When the Beatles Played their Hearts Out for a Quid a Night
We were greedy for our fix of non-stop beat music. The club didn’t look like much from the outside. After dodging the lorries delivering fruit to the Fruit Exchange opposite and the lunchtime shoppers, we queued to get in through a small door in the wall of a towering brick warehouse at 10 Mathew Street.
Once inside we descended a steep flight of well-worn stone steps to a small landing, where a few more steps led to a man seated at a small wooden table taking the entrance fees. I paid an extra shilling to become a member of the Cavern Club entitling me to an admission discount at each visit — which in my case was most days. The heat and noise would send your senses reeling as you stepped through those cellar arches. It was enthralling and unbearably hot.
The Cavern’s identity began to change at the start of the new decade. Rock & roll slowly replaced jazz and the Cavern became the heart that gave Mersey its beat. We watched the Beatles debut at the Cavern at the lunchtime session on February 9th, 1961. We were blown away. The Beatles were different, their music was incredible, their appearance raunchy, their energy infectious. They just oozed excitement.

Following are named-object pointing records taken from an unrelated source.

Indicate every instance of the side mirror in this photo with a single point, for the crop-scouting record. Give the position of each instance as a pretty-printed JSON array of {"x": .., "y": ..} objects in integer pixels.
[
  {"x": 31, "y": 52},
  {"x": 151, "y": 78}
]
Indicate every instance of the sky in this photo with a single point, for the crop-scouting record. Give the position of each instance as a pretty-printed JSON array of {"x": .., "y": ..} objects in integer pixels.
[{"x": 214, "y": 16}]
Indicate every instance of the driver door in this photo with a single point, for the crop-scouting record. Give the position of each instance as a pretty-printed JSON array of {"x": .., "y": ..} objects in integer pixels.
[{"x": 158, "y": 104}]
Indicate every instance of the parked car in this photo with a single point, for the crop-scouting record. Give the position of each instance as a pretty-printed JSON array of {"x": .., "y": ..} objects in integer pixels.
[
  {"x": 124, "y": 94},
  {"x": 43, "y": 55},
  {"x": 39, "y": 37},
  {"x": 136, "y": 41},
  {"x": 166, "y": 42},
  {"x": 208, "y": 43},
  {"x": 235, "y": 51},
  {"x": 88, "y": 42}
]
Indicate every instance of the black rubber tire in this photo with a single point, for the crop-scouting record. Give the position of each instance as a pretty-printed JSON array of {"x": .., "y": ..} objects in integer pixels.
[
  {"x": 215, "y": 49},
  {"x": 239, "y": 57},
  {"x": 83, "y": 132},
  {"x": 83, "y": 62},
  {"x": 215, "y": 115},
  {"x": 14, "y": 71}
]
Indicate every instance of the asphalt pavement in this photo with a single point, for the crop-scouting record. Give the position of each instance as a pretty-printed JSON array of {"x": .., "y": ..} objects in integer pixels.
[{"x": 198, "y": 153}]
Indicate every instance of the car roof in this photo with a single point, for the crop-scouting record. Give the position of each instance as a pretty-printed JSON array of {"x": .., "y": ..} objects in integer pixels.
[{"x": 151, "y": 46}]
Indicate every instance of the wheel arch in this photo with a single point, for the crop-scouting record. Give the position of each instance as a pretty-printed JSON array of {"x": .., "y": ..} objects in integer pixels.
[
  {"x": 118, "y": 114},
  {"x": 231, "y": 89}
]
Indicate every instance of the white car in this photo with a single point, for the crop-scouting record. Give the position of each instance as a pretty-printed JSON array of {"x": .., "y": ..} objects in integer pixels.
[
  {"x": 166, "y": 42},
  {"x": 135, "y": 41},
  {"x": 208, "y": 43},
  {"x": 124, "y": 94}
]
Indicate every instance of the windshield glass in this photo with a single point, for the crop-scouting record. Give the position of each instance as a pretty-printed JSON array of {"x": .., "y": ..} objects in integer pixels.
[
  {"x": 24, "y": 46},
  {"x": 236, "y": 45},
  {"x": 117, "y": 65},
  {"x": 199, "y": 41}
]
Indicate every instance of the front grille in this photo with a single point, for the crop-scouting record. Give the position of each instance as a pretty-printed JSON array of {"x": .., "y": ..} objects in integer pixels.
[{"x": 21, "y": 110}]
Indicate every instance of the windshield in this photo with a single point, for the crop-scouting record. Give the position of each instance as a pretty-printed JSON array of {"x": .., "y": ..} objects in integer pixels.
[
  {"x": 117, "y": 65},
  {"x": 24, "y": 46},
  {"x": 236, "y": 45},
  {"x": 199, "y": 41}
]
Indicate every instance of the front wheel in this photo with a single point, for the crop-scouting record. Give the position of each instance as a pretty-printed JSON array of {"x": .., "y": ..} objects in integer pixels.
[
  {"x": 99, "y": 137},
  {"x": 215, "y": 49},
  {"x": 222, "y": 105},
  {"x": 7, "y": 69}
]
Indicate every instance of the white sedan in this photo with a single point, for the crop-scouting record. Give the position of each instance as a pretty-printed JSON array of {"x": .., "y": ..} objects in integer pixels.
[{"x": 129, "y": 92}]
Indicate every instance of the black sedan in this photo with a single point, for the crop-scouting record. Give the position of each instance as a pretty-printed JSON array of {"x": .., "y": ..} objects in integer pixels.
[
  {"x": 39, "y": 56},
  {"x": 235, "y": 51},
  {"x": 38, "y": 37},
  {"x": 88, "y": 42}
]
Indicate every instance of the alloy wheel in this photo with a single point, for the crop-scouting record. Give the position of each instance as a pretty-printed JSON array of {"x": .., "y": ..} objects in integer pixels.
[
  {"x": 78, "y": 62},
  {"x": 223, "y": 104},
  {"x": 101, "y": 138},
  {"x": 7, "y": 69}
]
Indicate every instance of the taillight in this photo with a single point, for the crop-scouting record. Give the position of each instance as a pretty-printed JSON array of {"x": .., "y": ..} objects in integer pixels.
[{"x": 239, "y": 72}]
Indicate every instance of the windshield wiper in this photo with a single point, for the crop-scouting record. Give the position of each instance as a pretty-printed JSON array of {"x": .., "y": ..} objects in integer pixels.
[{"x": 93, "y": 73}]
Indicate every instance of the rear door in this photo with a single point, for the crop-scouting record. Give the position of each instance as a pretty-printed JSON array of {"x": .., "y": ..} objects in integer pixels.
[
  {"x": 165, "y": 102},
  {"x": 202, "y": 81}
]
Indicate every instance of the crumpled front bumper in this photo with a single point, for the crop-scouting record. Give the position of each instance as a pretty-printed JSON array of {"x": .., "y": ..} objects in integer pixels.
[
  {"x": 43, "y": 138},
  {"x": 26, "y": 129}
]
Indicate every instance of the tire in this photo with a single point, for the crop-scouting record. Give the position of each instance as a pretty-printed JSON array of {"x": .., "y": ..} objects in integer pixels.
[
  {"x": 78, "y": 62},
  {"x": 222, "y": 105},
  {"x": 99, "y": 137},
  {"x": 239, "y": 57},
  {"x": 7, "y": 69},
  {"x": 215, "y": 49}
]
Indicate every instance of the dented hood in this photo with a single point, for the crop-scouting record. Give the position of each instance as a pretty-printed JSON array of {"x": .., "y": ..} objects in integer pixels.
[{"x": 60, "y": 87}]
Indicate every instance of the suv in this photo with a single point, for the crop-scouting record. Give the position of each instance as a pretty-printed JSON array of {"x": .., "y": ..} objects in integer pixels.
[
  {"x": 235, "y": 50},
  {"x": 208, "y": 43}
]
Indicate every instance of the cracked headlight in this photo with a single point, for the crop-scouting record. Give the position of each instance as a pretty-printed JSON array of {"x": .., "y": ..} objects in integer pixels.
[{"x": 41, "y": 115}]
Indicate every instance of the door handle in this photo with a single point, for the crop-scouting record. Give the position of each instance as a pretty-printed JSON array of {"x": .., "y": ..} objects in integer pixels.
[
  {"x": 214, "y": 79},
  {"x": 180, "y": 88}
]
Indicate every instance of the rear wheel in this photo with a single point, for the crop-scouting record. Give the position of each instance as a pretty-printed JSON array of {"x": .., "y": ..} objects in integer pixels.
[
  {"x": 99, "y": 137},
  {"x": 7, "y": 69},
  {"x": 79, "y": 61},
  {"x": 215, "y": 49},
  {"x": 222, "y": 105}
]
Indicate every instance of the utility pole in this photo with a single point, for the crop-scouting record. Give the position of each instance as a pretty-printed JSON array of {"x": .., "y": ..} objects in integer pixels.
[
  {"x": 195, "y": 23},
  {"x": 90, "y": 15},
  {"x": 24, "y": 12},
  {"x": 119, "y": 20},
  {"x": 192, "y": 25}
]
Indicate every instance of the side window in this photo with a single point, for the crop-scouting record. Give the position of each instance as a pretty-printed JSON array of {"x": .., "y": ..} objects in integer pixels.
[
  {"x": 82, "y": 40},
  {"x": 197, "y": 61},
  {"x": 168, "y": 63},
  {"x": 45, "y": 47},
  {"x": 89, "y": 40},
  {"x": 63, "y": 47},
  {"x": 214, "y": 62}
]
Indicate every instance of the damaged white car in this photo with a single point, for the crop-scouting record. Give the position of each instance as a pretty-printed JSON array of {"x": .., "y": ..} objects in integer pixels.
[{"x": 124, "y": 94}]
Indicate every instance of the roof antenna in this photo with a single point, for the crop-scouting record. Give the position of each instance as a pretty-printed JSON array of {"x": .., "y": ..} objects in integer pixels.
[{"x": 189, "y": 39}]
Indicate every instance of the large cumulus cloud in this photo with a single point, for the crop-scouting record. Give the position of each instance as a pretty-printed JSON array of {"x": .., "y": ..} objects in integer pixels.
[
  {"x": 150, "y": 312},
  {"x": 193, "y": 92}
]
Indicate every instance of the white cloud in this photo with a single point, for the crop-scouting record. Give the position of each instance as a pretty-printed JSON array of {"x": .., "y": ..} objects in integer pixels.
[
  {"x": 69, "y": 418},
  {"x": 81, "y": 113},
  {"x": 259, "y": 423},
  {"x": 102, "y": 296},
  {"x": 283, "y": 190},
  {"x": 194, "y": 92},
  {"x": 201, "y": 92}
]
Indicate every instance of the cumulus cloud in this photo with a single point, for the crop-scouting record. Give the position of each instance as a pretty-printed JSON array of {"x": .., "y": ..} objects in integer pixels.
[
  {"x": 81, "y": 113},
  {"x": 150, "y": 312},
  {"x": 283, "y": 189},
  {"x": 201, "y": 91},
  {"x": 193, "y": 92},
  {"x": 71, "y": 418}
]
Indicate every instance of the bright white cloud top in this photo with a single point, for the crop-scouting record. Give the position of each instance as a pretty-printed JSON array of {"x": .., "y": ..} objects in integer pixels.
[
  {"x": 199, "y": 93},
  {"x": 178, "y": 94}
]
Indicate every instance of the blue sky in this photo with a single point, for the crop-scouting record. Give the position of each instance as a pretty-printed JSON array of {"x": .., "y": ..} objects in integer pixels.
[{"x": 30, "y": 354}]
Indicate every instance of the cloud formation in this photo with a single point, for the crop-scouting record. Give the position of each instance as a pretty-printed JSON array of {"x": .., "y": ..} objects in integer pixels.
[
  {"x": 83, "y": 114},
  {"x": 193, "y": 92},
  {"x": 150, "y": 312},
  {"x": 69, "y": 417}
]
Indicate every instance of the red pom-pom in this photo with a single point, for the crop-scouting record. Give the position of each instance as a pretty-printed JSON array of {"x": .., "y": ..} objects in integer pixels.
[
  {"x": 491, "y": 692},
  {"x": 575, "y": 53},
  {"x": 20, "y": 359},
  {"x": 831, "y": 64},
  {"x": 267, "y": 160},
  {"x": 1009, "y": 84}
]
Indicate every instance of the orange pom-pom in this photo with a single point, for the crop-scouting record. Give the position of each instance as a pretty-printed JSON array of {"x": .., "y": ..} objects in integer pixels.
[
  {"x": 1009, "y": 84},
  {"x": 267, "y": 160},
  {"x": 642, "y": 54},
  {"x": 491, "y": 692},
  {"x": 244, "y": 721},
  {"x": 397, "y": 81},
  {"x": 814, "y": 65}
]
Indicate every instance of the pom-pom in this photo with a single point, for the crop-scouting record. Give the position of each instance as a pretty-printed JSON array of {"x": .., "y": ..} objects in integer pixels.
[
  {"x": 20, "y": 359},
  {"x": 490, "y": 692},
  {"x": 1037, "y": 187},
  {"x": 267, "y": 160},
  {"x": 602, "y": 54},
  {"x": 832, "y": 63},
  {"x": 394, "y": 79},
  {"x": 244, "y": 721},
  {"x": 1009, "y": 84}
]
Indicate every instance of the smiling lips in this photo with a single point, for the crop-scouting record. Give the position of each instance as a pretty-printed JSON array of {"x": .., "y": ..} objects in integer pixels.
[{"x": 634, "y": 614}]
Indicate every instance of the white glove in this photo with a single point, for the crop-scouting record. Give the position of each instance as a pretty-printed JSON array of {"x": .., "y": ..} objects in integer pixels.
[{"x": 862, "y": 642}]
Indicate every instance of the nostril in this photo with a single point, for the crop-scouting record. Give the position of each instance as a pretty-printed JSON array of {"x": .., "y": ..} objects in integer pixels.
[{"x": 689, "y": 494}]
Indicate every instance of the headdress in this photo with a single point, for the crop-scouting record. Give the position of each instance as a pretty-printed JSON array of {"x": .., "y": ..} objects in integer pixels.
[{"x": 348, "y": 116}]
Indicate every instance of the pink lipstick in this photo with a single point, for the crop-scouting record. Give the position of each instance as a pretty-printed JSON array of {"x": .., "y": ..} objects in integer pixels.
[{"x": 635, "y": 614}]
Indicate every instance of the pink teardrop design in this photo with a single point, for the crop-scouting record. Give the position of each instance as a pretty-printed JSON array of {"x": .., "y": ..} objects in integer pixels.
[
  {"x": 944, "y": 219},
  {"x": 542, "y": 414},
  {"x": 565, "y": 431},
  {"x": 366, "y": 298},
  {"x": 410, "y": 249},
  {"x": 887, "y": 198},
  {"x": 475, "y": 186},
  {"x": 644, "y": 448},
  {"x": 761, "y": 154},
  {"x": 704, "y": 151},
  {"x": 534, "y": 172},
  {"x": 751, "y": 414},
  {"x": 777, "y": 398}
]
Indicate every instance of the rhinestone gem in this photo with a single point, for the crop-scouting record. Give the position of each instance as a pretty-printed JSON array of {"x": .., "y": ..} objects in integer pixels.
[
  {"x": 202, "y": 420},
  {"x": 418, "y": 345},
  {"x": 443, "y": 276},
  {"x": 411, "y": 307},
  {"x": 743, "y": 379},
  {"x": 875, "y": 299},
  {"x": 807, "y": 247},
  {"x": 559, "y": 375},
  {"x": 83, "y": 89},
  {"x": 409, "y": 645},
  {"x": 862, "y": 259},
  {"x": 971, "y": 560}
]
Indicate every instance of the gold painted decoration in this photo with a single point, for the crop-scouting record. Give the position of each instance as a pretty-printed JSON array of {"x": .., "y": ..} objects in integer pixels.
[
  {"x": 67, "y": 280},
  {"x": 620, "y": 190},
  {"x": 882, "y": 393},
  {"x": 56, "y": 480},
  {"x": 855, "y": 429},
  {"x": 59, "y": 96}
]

Six weeks later on the 23rd of March, after a lunchtime session at the Cavern, they jumped on a train at Liverpool’s Lime Street station on their way to Hamburg for the second time, having previously played there in 1960. This time they sped off out of our lives for four months. We missed them but still went down to the Cavern to watch other groups, like Gerry and the Pacemakers, the Swinging Blue Genes, the Remo Four, the Big Three, Kingsize Taylor and the Dominoes, and many more. They were all fabulous groups but they weren’t the Beatles.